Question 1 - A-Level Maths

Exam Board	OCR MEI
Module	FP2 (Further Pure Mathematics 2)
Year	2012
Session	June
Topic	Integration using inverse trig and hyperbolic functions

1. Differentiate the equation $\sin y = x$ with respect to $x$, and hence show that the derivative of $\arcsin x$ is $\frac { 1 } { \sqrt { 1 - x ^ { 2 } } }$.
2. Evaluate the following integrals, giving your answers in exact form.

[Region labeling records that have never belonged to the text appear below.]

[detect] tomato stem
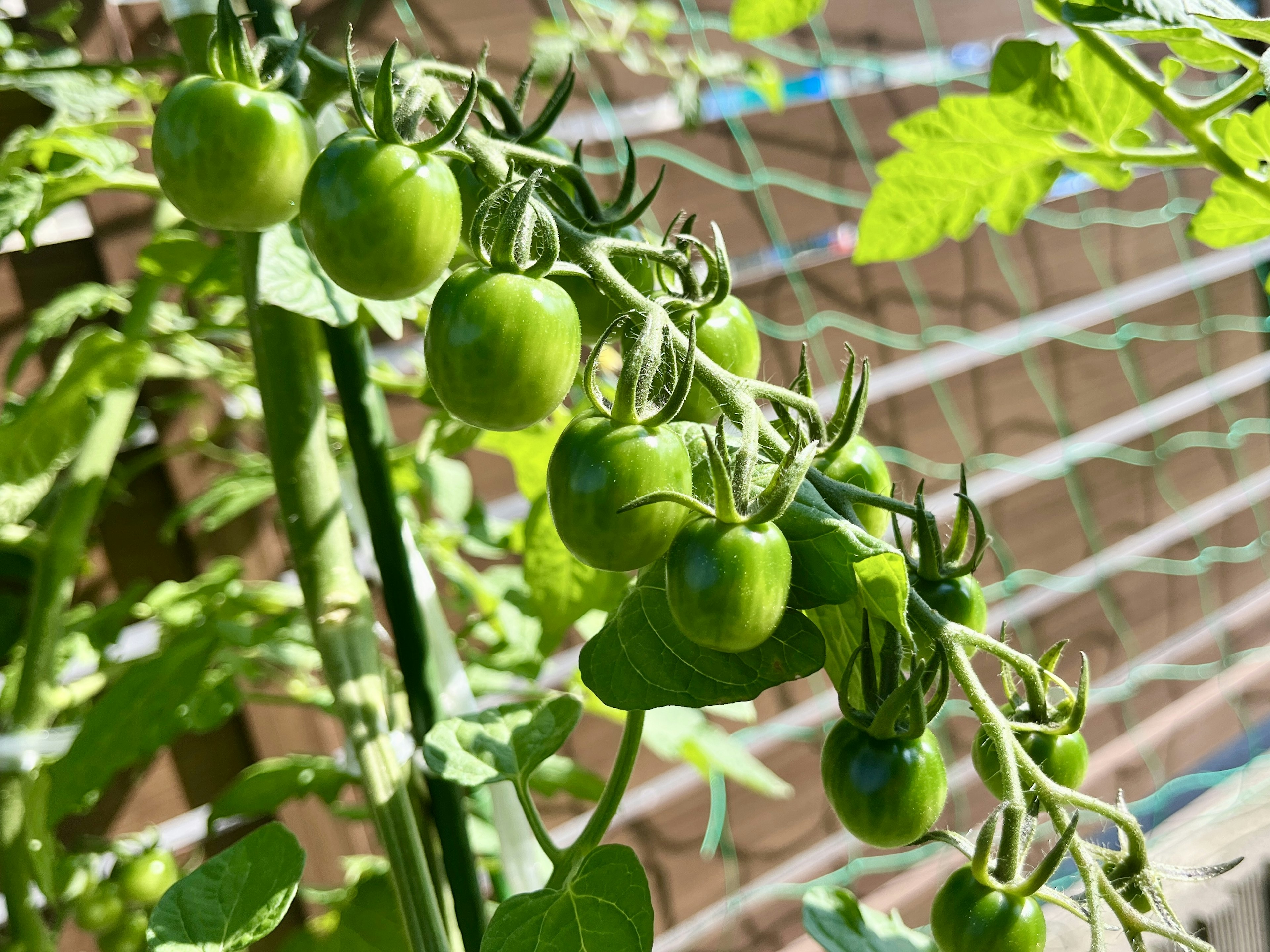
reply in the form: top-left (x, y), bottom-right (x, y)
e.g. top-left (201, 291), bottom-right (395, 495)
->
top-left (322, 321), bottom-right (485, 952)
top-left (237, 232), bottom-right (448, 952)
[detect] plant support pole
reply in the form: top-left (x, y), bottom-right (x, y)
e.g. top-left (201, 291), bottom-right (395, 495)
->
top-left (322, 321), bottom-right (485, 952)
top-left (237, 232), bottom-right (448, 952)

  (A) $\int _ { - 1 } ^ { 1 } \frac { 1 } { \sqrt { 2 - x ^ { 2 } } } \mathrm {~d} x$
  (B) $\int _ { - \frac { 1 } { 2 } } ^ { \frac { 1 } { 2 } } \frac { 1 } { \sqrt { 1 - 2 x ^ { 2 } } } \mathrm {~d} x$
A curve has polar equation $r = \tan \theta , 0 \leqslant \theta < \frac { 1 } { 2 } \pi$. The points on the curve have cartesian coordinates $( x , y )$. A sketch of the curve is given in Fig. 1. \begin{figure}[h]

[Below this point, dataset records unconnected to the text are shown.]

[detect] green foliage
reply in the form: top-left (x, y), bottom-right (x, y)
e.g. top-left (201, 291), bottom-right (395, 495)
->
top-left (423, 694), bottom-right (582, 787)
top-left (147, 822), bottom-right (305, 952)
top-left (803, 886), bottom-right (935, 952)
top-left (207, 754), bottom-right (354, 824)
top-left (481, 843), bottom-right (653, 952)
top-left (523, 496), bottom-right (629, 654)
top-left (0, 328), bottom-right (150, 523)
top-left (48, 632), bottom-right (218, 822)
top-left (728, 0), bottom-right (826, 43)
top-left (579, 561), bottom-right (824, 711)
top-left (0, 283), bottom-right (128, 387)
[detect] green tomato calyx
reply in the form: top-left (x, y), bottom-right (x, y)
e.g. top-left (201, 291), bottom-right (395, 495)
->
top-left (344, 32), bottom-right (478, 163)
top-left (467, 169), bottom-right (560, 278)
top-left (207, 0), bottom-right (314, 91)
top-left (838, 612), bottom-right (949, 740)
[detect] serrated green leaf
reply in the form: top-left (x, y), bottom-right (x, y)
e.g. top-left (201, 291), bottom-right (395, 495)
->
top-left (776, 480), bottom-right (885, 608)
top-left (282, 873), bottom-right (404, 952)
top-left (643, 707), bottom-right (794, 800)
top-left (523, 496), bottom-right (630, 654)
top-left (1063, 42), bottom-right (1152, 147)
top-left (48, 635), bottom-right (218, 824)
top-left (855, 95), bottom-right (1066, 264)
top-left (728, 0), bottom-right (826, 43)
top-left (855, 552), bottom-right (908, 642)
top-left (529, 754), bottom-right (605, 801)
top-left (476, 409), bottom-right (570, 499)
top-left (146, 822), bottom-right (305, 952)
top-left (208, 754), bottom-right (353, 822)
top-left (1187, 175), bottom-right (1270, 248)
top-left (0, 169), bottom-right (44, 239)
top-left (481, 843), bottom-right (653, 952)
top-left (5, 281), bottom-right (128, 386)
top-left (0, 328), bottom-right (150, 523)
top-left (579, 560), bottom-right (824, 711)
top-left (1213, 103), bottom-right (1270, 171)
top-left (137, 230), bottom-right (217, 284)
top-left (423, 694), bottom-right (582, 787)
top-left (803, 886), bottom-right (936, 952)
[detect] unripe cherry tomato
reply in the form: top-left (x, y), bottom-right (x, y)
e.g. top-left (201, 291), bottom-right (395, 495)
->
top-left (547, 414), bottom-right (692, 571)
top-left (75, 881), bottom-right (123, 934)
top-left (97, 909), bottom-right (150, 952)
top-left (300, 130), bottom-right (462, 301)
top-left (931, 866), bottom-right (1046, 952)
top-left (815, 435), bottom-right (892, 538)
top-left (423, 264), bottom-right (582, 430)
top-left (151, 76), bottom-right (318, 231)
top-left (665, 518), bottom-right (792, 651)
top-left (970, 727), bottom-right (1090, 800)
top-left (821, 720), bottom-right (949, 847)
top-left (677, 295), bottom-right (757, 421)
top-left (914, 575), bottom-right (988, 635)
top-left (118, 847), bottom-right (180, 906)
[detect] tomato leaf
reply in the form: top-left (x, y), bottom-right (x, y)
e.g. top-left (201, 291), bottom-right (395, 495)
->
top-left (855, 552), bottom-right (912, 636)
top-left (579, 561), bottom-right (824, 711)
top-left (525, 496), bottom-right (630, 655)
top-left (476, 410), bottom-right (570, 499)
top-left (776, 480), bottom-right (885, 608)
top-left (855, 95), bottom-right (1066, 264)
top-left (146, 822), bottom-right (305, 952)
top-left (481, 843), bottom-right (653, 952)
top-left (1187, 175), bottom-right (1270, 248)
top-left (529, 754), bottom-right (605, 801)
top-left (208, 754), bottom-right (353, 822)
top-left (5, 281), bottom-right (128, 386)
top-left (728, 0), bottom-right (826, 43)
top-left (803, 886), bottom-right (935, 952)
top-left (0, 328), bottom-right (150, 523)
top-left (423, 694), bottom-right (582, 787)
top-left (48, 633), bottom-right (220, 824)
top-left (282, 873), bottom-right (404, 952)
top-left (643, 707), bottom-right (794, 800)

\includegraphics[alt={},max width=\textwidth]{99f0c663-bb5b-4456-854c-df177f5d8349-2_493_796_1123_605} \captionsetup{labelformat=empty} \caption{Fig. 1}
\end{figure} Show that $x = \sin \theta$ and that $r ^ { 2 } = \frac { x ^ { 2 } } { 1 - x ^ { 2 } }$.
Hence show that the cartesian equation of the curve is $$y = \frac { x ^ { 2 } } { \sqrt { 1 - x ^ { 2 } } } .$$ Give the cartesian equation of the asymptote of the curve.